1. Fungsi Pertama : Komunikasi Sosial
Fungsi komunikasi sebagai komunikasi sosial setidaknya mengisyaratkan
bahwa komunikasi itu penting untuk membangun konsep diri kita, aktualisasi
diri, untuk kelangsungan hidup, untuk memperoleh kebahagiaan, terhindar dari
tekanan dan ketegangan, antara lain lewat komunikasi yang bersifat menghibur,
dan memupuk hubungan dengan orang lain. Melalui komunikasi kita bekerja
sama dengan anggota masyarakat (keluarga, kelompok belajar, perguruan tinggi,
RT, RW desa, kota, dan negara secara keseluruhan) untuk mencapai tujuan
bersama.
Menurut Mulyana dikutip dari Alfred Korzybski (1967) menyatakan bahwa :
“Kemampuan manusia berkomunikasi menjadikan mereka "pengikat waktu"

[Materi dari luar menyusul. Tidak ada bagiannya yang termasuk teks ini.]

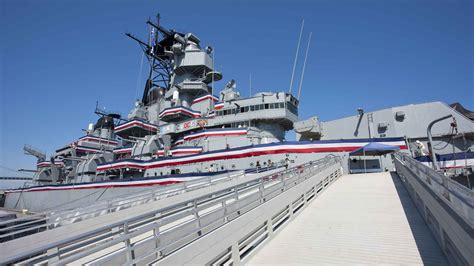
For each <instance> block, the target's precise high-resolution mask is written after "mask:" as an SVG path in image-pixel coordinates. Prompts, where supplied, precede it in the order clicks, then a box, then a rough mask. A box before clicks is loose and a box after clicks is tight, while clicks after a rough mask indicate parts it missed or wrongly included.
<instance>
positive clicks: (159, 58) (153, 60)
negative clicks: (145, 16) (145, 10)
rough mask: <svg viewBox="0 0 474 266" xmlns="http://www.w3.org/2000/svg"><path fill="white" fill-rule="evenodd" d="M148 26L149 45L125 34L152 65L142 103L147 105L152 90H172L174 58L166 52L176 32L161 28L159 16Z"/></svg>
mask: <svg viewBox="0 0 474 266" xmlns="http://www.w3.org/2000/svg"><path fill="white" fill-rule="evenodd" d="M147 24H148V25H149V26H150V30H149V35H148V43H145V42H144V41H142V40H140V39H138V38H137V37H135V36H133V35H132V34H130V33H126V34H125V35H127V36H128V37H130V38H131V39H133V40H134V41H136V42H137V43H138V44H139V45H140V48H141V49H142V50H143V53H144V54H145V55H146V57H147V60H148V62H149V64H150V72H149V74H148V78H147V81H146V84H145V88H144V91H143V96H142V102H143V104H145V105H147V104H148V93H149V92H150V90H151V89H152V88H154V87H159V88H162V89H164V90H168V89H169V88H170V77H171V71H172V60H171V59H172V58H170V56H169V54H167V53H166V52H167V51H169V48H171V46H172V45H173V43H174V42H173V41H174V37H173V36H174V34H175V32H174V31H168V30H166V29H165V28H163V27H161V26H160V15H159V14H158V15H157V16H156V23H153V22H152V21H151V20H148V21H147ZM160 35H161V36H160Z"/></svg>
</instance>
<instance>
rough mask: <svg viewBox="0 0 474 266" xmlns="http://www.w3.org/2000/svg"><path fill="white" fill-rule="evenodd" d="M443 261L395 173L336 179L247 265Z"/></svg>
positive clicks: (438, 246)
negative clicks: (258, 264)
mask: <svg viewBox="0 0 474 266" xmlns="http://www.w3.org/2000/svg"><path fill="white" fill-rule="evenodd" d="M301 263H304V264H316V263H318V264H321V263H325V264H348V263H357V264H444V265H445V264H448V262H447V260H446V258H445V256H444V254H443V253H442V250H441V249H440V247H439V245H438V244H437V242H436V240H435V239H434V237H433V236H432V234H431V232H430V231H429V228H428V227H427V226H426V224H425V222H424V220H423V219H422V217H421V216H420V214H419V213H418V211H417V209H416V207H415V205H414V204H413V202H412V200H411V198H410V197H409V195H408V192H407V191H406V190H405V187H404V186H403V184H402V181H401V180H400V179H399V177H398V176H397V175H396V174H395V173H388V172H385V173H371V174H358V175H346V176H343V177H341V178H340V179H339V180H338V182H335V183H334V184H333V185H332V186H331V187H329V188H328V189H327V190H326V192H325V193H323V194H322V195H321V196H320V197H319V198H318V200H316V201H314V202H313V203H312V204H310V205H309V206H307V208H306V209H305V211H304V212H302V213H301V214H300V215H298V216H297V217H295V219H294V221H292V222H291V223H289V224H288V225H287V227H285V228H284V229H283V230H282V231H281V232H280V233H279V234H277V235H275V237H274V238H273V239H272V240H271V241H269V242H268V243H267V244H266V245H264V246H263V247H262V249H261V250H260V251H258V252H256V254H255V255H254V256H253V257H252V258H251V259H250V260H249V261H248V263H247V264H301Z"/></svg>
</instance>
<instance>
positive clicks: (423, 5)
mask: <svg viewBox="0 0 474 266" xmlns="http://www.w3.org/2000/svg"><path fill="white" fill-rule="evenodd" d="M0 12H1V13H0V22H1V25H2V26H1V27H0V34H1V35H0V36H1V37H0V38H1V42H0V51H1V53H0V56H1V59H0V125H1V126H0V175H12V174H15V173H14V172H12V171H11V170H8V169H7V168H9V169H19V168H28V169H32V168H33V167H34V164H35V159H34V158H33V157H29V156H26V155H24V154H23V152H22V146H23V144H24V143H27V144H30V145H33V146H36V147H38V148H40V149H42V150H43V151H46V152H48V153H49V154H51V153H52V152H53V151H54V150H55V149H57V148H59V147H61V146H62V145H64V144H67V143H70V142H71V141H73V140H74V139H75V138H77V137H80V136H82V135H83V131H81V129H84V128H86V127H87V124H88V123H91V122H94V121H95V120H96V119H97V117H96V115H95V114H94V113H93V111H94V108H95V102H96V101H99V102H100V105H102V106H106V107H107V109H108V110H116V111H120V112H121V113H122V114H126V113H127V112H128V110H129V109H130V108H131V107H132V105H133V102H134V99H136V98H137V97H138V96H139V95H140V94H141V92H142V89H143V80H140V82H139V88H138V90H137V79H138V72H139V66H140V60H141V54H140V50H139V48H138V46H137V45H136V43H134V42H133V41H131V40H129V39H128V38H127V37H126V36H125V35H124V33H125V32H127V31H129V32H132V33H134V34H135V35H136V36H140V37H143V38H145V34H146V29H147V27H146V25H145V23H144V22H145V21H146V19H147V18H148V17H150V16H151V17H153V16H154V15H155V14H156V13H157V12H159V13H160V14H161V17H162V25H163V26H165V27H168V28H173V29H177V30H181V31H191V32H193V33H195V34H196V35H197V36H198V37H199V38H200V39H201V43H202V45H203V46H205V45H211V46H213V47H214V48H215V52H216V66H217V68H218V70H220V71H222V73H223V74H224V79H223V81H221V82H219V83H218V84H217V87H218V88H221V87H223V86H224V85H225V82H226V81H228V80H230V79H232V78H233V79H235V80H236V81H237V87H238V88H239V89H240V90H241V93H242V94H243V95H244V96H245V95H248V93H249V85H248V84H249V75H250V74H251V75H252V85H253V92H257V91H286V90H288V87H289V83H290V77H291V69H292V64H293V60H294V54H295V49H296V43H297V39H298V34H299V27H300V24H301V20H302V19H305V35H304V38H303V41H302V43H303V45H302V49H300V61H299V62H300V64H299V65H298V71H297V73H300V69H301V65H302V64H301V63H302V57H303V52H304V48H305V45H306V41H307V38H308V34H309V32H310V31H311V32H313V39H312V45H311V50H310V52H309V56H308V63H307V66H306V74H305V79H304V86H303V92H302V100H301V105H300V117H301V118H302V119H304V118H308V117H310V116H313V115H317V116H319V117H320V118H321V119H322V120H331V119H335V118H340V117H344V116H348V115H352V114H354V113H355V112H356V109H357V108H358V107H363V108H364V109H365V110H377V109H381V108H385V107H390V106H396V105H403V104H410V103H420V102H429V101H435V100H441V101H443V102H446V103H452V102H456V101H459V102H461V103H462V104H464V105H465V106H466V107H467V108H469V109H474V95H473V93H474V92H473V91H474V78H473V76H474V75H473V74H474V19H473V18H474V2H473V1H436V0H433V1H421V0H412V1H409V0H403V1H402V0H385V1H375V0H364V1H356V0H353V1H348V0H347V1H322V0H321V1H290V0H288V1H239V2H237V1H199V2H197V1H179V3H177V1H141V0H139V1H131V0H130V1H112V0H98V1H92V0H88V1H72V0H63V1H60V0H54V1H53V0H44V1H37V0H33V1H24V0H15V1H14V0H3V1H0ZM296 84H298V80H297V81H296Z"/></svg>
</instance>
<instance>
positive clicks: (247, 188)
mask: <svg viewBox="0 0 474 266" xmlns="http://www.w3.org/2000/svg"><path fill="white" fill-rule="evenodd" d="M335 164H340V158H339V157H334V156H331V157H326V158H324V159H320V160H317V161H313V162H309V163H307V164H304V165H301V166H298V167H295V168H292V169H288V170H283V171H280V172H277V173H272V174H269V175H265V176H262V177H259V178H257V179H253V180H251V181H247V182H244V183H240V184H238V185H234V186H230V187H228V188H225V189H222V190H219V191H215V192H212V193H209V194H206V195H201V196H199V197H196V198H193V199H189V200H186V201H183V202H179V203H176V204H174V205H171V206H168V207H165V208H161V209H157V210H152V211H149V212H147V213H144V214H141V215H137V216H135V217H128V218H124V219H123V220H120V221H117V222H113V223H111V224H107V225H104V226H101V227H98V228H96V229H92V230H89V231H87V232H85V233H78V235H76V236H74V237H69V238H67V239H63V240H58V241H53V242H51V243H49V244H42V245H39V246H37V247H34V248H31V249H30V250H29V251H27V252H22V253H18V254H8V256H7V255H5V256H3V257H2V258H0V264H4V263H5V264H8V263H26V264H34V263H44V262H50V263H51V262H54V264H56V263H57V264H66V263H71V262H78V260H80V259H81V258H84V257H87V256H90V255H92V254H94V255H95V254H98V253H102V254H101V255H100V256H101V257H102V263H105V262H106V261H105V262H104V260H103V258H104V254H103V253H106V254H107V255H108V256H114V257H116V256H123V257H124V258H126V261H127V262H128V263H132V264H133V263H138V262H142V260H148V261H150V257H152V258H154V259H153V260H160V258H163V257H165V256H166V255H168V254H170V253H172V252H174V251H176V250H177V249H179V248H181V247H183V246H186V245H187V244H189V243H191V242H193V241H195V240H196V239H198V238H200V237H202V236H203V235H205V234H207V233H209V232H211V231H213V230H215V229H217V228H219V227H220V226H222V225H224V224H226V223H228V222H230V221H232V220H234V219H236V218H238V217H240V216H241V215H242V214H244V213H246V212H248V211H250V210H252V209H254V208H256V207H258V206H259V205H261V204H263V203H265V202H266V201H268V200H270V199H272V198H273V197H275V196H277V195H280V194H281V193H284V192H285V191H286V190H288V189H290V188H292V187H293V186H296V185H297V184H299V183H301V182H304V181H305V180H306V179H308V178H311V177H313V176H315V175H316V174H317V173H319V172H320V171H323V170H324V169H326V168H328V167H330V166H333V165H335ZM338 175H339V174H338ZM334 179H335V177H334V174H331V175H330V176H327V177H325V178H323V180H321V182H320V183H321V184H320V185H322V184H324V186H326V185H327V183H330V182H332V181H333V180H334ZM124 214H125V215H126V213H124ZM150 245H152V246H153V248H152V249H151V250H150V249H147V250H143V247H145V246H146V247H149V246H150ZM107 255H105V256H106V257H107ZM82 263H83V262H82ZM98 263H101V262H98Z"/></svg>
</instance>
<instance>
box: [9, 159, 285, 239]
mask: <svg viewBox="0 0 474 266" xmlns="http://www.w3.org/2000/svg"><path fill="white" fill-rule="evenodd" d="M280 167H281V165H279V164H275V165H273V166H270V167H261V168H258V169H257V168H256V169H252V170H250V171H237V173H234V174H232V172H228V173H226V174H221V175H217V176H213V177H204V178H199V179H196V180H191V181H187V182H183V183H178V184H171V185H167V186H160V187H158V188H156V189H152V190H149V191H146V192H137V193H134V194H131V195H128V196H126V197H120V198H118V199H111V200H103V201H99V202H98V203H96V204H93V205H89V206H85V207H79V208H74V209H66V210H59V211H57V210H53V211H49V212H41V213H37V214H34V215H28V216H23V217H20V218H17V219H12V220H7V221H3V222H0V227H1V228H0V242H2V241H6V240H13V239H16V238H18V237H23V236H26V235H30V234H31V233H36V232H41V231H44V230H51V229H53V228H57V227H60V226H63V225H67V224H72V223H75V222H79V221H83V220H86V219H90V218H93V217H97V216H100V215H103V214H107V213H112V212H115V211H120V210H124V209H128V208H130V207H133V206H137V205H141V204H145V203H148V202H150V201H156V200H160V199H163V198H166V197H171V196H175V195H179V194H182V193H185V192H189V191H192V190H196V189H200V188H203V187H208V186H211V185H214V184H217V183H220V182H226V181H231V180H234V179H236V178H240V177H242V176H245V175H247V174H253V173H261V172H265V171H270V170H274V169H278V168H280ZM22 234H24V235H22Z"/></svg>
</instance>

(time - binder). Pengikatan - waktu (time - binding) merujuk pada
kemampuan manusia untuk mewariskan pengetahuan dari generasi ke generasi
dan dari budaya ke budaya. Manusia tidak perlu memulai setiap generasi
sebagai generasi yang baru. Mereka mampu mengambil pengetahuan masa
lalu, mengujinya berdasarkan fakta - fakta mutakhir dan meramalkan masa
depan. Pengikatan waktu ini jelas merupakan suatu karakteristik yang
membedakan manusia dengan bentuk lain kehidupan. Dengan kemampuan
tersebut, manusia mampu mengendalikan dan mengubah lingkungan mereka”.
(Mulyana, 2005: 6)
49
2. Fungsi Kedua: Komunikasi Ekspresif
Erat kaitannya dengan komunikasi sosial adalah komunikasi ekspresif yang
dapat dilakukan baik sendirian ataupun dalam kelompok. Komunikasi ekspresif
tidak otomatis bertujuan mempengaruhi orang lain, namun dapat dilakukan sejauh
komunikasi tersebut menjadi instrumen untuk menyampaikan perasaan perasaan (emosi) kita. Perasaan - perasaan tersebut terutama dikomunikasikan
melalui pesan - pesan nonverbal. Perasaan sayang, peduli, rindu, simpati,
gembira, sedih, takut, prihatin, marah dan benci dapat disampaikan lewat kata
- kata, namun terutama lewat perilaku nonverbal. Harus diakui, musik juga
dapat mengekspresikan perasaan, kesadaran, dan bahkan pandangan hidup
(ideologi) manusia.
3. Fungsi Ketiga: Komunikasi Ritual
Erat kaitannya dengan komunikasi ekspresif adalah komunikasi ritual, yang
biasanya dilakukan secara kolektif. Suatu komunitas sering melakukan upacara upacara berlainan sepanjang tahun dan sepanjang hidup, yang disebut para
antropolog sebagai rites of passage, mulai dari upacara kelahiran, sunatan, ulang
tahun, pertunangan, siraman, pernikahan, ulang tahun perkawinan, hingga upacara
kematian.
Dalam acara - acara itu orang mengucapkan kata - kata atau menampilkan
perilaku - perilaku tertentu yang bersifat simbolik. Mereka yang berpartisipasi
dalam bentuk komunikasi ritual tersebut menegaskan kembali komitmen mereka
kepada tradisi keluarga, suku, bangsa, negara, ideologi, atau agama mereka.
50
Komunikasi ritual sering juga bersifat ekspresif, menyatakan perasaan terdalam
seseorang.
4. Fungsi Keempat: Komunikasi Instrumental
Komunikasi instrumental mempunyai beberapa tujuan umum seperti:
menginformasikan, mengajar, mendorong, mengubah sikap dan keyakinan dan
mengubah perilaku atau menggerakkan tindakan, dan juga untuk menghibur.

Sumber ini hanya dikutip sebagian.